[Opensource] Using Ubuntu in School
victor rajewski
askvictor at gmail.com
Tue Sep 4 11:59:57 EST 2007
On 9/4/07, Cameron Bell <bell.cameron.p at edumail.vic.gov.au> wrote:
> Bravo Adam! Great work!
> Having this will certainly reduce the amount of investigation and
> playing required when getting Ubuntu up and running in schools.
> I reckon the other thing that I had to keep looking up often after each
> re-install was the config of the apt.conf file so that it would update
> through the school proxy server.
> Acquire::http::proxy "http://username:password@proxyIP:port";
> seems to work for me. There were some very convoluted conf files out
> there, but this simple one works.
I've been setting this in general gnome settings
(system->preferences->network proxy) for use by synaptic, and for the
command line I use the environment variable (export
http_proxy=http://proxy.address:8080).
Incidentally, netspace has an ubuntu mirror on its ftp service
(ftp.netspace.net.au) which makes downloads and updates super-fast and
doesn't add to your download bill. A typical line in
/etc/apt/sources.list is:
deb http://ftp.netspace.net.au/pub/ubuntu/ feisty main restricted
> My issues at the moment:
> 1) Getting the edupass to connect automatically. At the moment I have to
> manually select edupass from the nm applet to bring up the keychain.

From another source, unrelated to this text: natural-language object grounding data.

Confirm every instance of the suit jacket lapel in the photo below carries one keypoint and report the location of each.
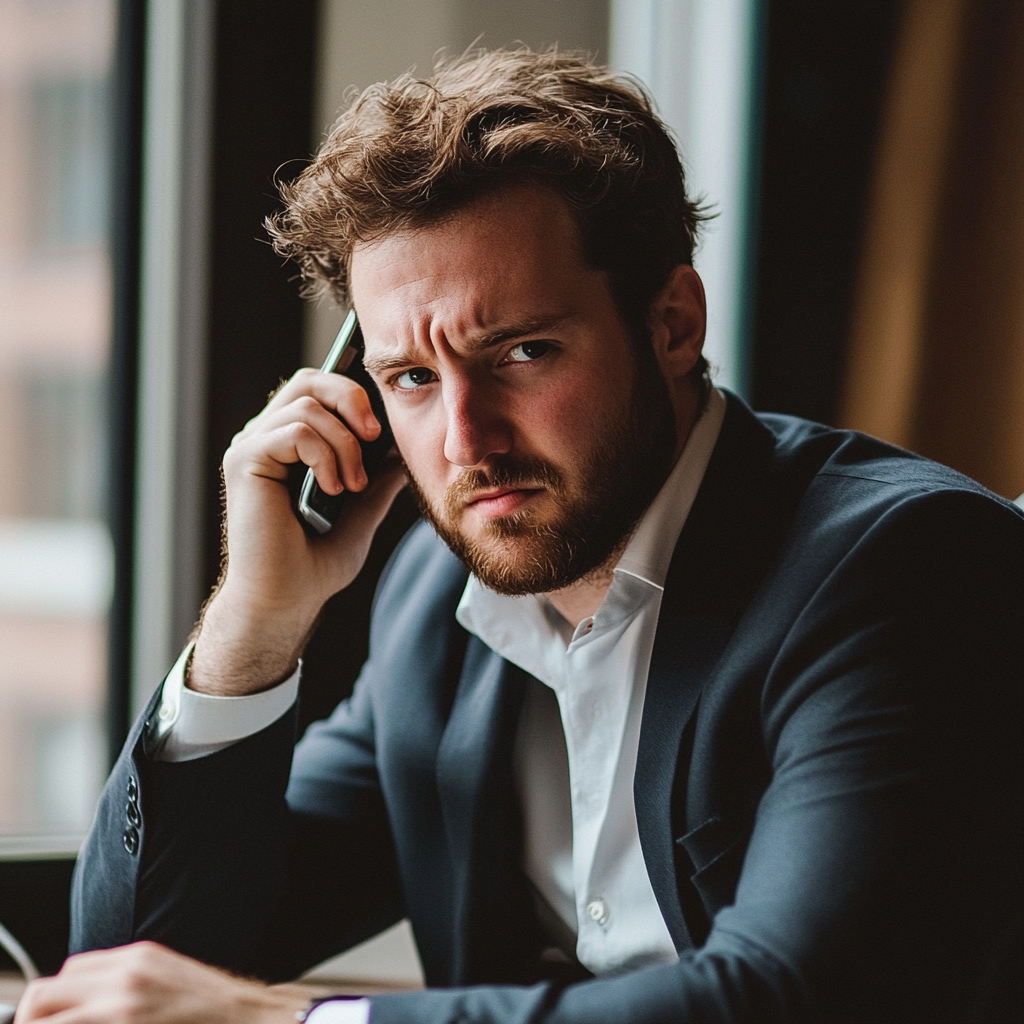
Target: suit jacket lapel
(495, 931)
(715, 567)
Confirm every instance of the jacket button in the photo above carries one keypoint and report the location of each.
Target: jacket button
(597, 910)
(131, 841)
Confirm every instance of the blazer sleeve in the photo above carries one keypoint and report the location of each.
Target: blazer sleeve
(882, 879)
(206, 856)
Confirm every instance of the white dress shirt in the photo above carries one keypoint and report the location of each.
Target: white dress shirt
(577, 742)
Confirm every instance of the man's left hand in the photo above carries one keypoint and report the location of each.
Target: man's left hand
(146, 983)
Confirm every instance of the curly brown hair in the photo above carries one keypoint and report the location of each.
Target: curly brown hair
(408, 153)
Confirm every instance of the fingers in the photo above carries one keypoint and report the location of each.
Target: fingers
(304, 429)
(341, 395)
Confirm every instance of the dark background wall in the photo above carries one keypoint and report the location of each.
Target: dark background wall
(826, 68)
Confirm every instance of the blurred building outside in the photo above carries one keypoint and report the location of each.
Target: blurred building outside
(55, 562)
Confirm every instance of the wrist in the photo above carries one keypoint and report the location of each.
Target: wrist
(241, 650)
(335, 1010)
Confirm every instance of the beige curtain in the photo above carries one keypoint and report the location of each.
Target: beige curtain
(936, 354)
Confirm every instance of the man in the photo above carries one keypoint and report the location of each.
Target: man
(714, 717)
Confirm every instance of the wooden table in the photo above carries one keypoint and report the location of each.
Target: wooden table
(12, 985)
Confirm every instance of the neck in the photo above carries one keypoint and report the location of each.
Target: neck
(582, 599)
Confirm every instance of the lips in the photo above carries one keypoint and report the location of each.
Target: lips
(500, 501)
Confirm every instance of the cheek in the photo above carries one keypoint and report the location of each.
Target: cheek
(422, 446)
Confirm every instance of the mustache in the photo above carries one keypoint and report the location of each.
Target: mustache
(504, 471)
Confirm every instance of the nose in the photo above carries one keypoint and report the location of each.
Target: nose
(476, 423)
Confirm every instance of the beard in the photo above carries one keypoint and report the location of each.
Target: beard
(597, 504)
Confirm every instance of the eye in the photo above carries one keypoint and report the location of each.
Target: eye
(527, 351)
(415, 378)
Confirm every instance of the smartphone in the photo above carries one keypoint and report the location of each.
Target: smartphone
(317, 509)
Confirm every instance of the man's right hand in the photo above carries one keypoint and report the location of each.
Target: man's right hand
(278, 576)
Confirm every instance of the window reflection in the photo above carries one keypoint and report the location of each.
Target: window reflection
(55, 560)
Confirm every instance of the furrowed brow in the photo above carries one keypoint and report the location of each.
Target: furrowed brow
(377, 365)
(518, 329)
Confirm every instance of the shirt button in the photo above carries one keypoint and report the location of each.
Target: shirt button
(597, 910)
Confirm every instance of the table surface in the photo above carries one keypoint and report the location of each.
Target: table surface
(11, 986)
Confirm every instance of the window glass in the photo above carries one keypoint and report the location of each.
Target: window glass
(55, 556)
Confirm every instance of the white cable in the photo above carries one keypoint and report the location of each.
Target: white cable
(15, 950)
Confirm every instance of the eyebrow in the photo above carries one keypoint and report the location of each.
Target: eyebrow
(513, 330)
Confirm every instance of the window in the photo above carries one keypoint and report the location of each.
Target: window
(55, 558)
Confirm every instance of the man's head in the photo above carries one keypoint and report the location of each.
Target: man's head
(517, 240)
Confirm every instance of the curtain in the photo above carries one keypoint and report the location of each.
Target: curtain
(936, 349)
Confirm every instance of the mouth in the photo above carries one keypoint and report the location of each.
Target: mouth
(496, 502)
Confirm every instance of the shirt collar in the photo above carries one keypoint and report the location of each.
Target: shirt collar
(649, 549)
(502, 621)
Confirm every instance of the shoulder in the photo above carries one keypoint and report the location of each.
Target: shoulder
(850, 478)
(420, 587)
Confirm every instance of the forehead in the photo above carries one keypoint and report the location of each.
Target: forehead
(517, 252)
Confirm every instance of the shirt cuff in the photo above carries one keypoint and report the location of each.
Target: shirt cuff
(340, 1012)
(187, 725)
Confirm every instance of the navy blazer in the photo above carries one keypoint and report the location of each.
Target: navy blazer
(827, 784)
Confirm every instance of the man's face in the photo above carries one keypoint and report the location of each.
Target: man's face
(534, 435)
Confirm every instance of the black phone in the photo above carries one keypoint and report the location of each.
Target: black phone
(317, 509)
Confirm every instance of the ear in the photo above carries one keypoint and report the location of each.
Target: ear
(678, 321)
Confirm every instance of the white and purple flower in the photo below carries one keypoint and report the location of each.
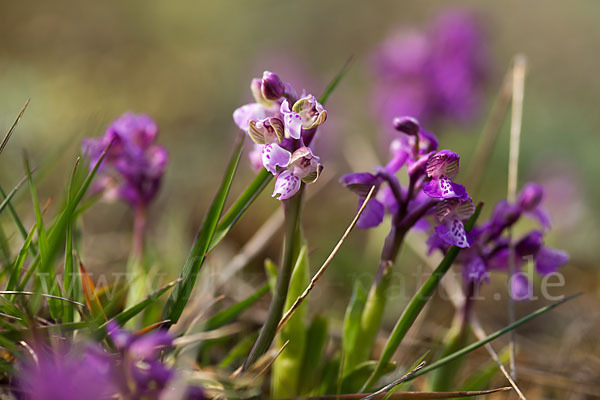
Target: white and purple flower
(276, 123)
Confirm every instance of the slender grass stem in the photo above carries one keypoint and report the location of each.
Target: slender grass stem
(293, 215)
(518, 82)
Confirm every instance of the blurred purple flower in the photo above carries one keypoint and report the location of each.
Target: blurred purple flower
(450, 214)
(410, 205)
(490, 248)
(65, 375)
(134, 166)
(431, 74)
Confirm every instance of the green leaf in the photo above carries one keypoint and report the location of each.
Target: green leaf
(56, 233)
(483, 375)
(181, 294)
(272, 272)
(286, 369)
(352, 328)
(465, 350)
(360, 373)
(418, 302)
(47, 274)
(18, 264)
(13, 213)
(336, 81)
(238, 352)
(405, 385)
(444, 378)
(312, 363)
(68, 281)
(240, 206)
(229, 314)
(7, 198)
(293, 237)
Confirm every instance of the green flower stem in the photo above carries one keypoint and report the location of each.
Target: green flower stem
(238, 208)
(418, 302)
(137, 290)
(293, 213)
(377, 297)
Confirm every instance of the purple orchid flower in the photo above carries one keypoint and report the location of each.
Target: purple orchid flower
(301, 166)
(450, 213)
(134, 165)
(411, 204)
(61, 375)
(432, 74)
(282, 128)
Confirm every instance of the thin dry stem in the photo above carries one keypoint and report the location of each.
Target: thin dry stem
(323, 268)
(513, 175)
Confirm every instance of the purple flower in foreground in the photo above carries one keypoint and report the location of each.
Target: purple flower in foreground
(134, 165)
(282, 127)
(430, 74)
(65, 375)
(530, 199)
(409, 205)
(490, 248)
(442, 168)
(450, 213)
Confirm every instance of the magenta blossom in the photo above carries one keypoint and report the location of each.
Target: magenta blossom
(134, 165)
(282, 127)
(431, 74)
(490, 246)
(409, 205)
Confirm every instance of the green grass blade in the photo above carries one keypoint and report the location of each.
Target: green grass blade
(57, 232)
(352, 326)
(240, 206)
(286, 369)
(68, 281)
(229, 314)
(314, 355)
(18, 264)
(7, 198)
(181, 294)
(238, 352)
(12, 128)
(47, 276)
(336, 81)
(495, 335)
(14, 215)
(134, 310)
(416, 305)
(292, 243)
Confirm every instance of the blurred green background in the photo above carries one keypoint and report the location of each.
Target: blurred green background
(189, 63)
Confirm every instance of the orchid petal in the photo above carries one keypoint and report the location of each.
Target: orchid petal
(245, 113)
(453, 232)
(286, 185)
(549, 260)
(444, 188)
(273, 156)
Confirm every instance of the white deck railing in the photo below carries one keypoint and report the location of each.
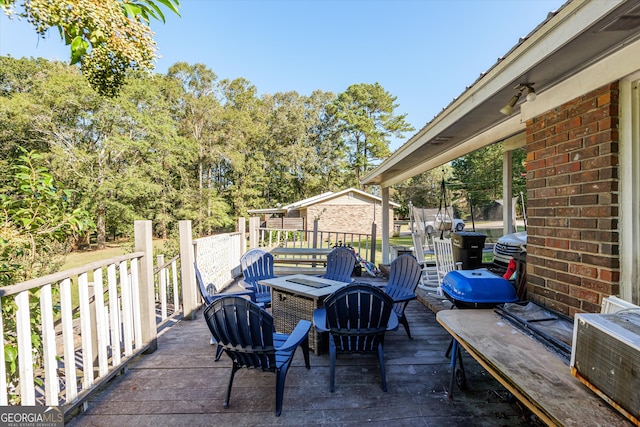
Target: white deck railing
(271, 237)
(72, 330)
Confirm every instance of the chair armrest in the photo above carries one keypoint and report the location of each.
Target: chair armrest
(405, 297)
(392, 325)
(297, 336)
(246, 284)
(402, 295)
(232, 294)
(320, 319)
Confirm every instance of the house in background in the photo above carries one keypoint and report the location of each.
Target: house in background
(349, 211)
(569, 92)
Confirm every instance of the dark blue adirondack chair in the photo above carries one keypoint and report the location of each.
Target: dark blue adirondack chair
(340, 263)
(356, 317)
(404, 276)
(257, 265)
(247, 336)
(208, 298)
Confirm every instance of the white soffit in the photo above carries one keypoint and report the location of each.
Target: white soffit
(614, 67)
(545, 40)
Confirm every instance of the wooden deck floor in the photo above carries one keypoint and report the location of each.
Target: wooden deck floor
(181, 385)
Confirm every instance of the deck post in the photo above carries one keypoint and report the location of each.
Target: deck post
(187, 259)
(374, 229)
(315, 233)
(242, 229)
(385, 225)
(254, 224)
(143, 243)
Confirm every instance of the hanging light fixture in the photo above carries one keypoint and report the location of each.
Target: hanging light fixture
(531, 93)
(531, 96)
(506, 110)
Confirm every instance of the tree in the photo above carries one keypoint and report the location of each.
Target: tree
(479, 175)
(198, 114)
(108, 38)
(36, 220)
(365, 112)
(243, 132)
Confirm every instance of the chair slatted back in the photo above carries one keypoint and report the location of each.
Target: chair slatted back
(404, 276)
(244, 330)
(445, 262)
(357, 317)
(257, 265)
(340, 263)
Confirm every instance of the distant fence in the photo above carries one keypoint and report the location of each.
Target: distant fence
(364, 244)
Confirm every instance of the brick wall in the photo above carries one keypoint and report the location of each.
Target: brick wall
(572, 203)
(348, 218)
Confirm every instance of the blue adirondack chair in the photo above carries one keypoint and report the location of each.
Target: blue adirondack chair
(247, 336)
(340, 263)
(404, 275)
(208, 298)
(257, 264)
(356, 317)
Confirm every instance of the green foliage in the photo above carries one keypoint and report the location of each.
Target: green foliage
(366, 120)
(180, 146)
(478, 175)
(109, 38)
(35, 220)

I used to have this problem, but it has (mostly) gone away. I've had
another problem with wifi not coming up after sleeping, but I've
posted a workaround to the wiki until the known bug gets fixed
(hopefully in gusty)
> 3) Data projectors! AUUGHHHH. Can't get videos to appear on the data
> projector although I could in the past. I have one data projector that
> is identical to all the others that won't accept the screen resolution
> of the laptop - it only runs at 800x600 when all the others are quite
> happy at 1024x768. Makes me think it's the DP but I can't find any
> setting that might change it.
This is one showstopper for linux at the moment. I'll be a lot happier
when a nice graphical solution to multiple displays on arbitrary video
cards is available.
> On the plus side, Markbook works wonderfully in a Innotek Virtual Box.
How is performance in innotek compared with vmware? I find vmware kinda slow.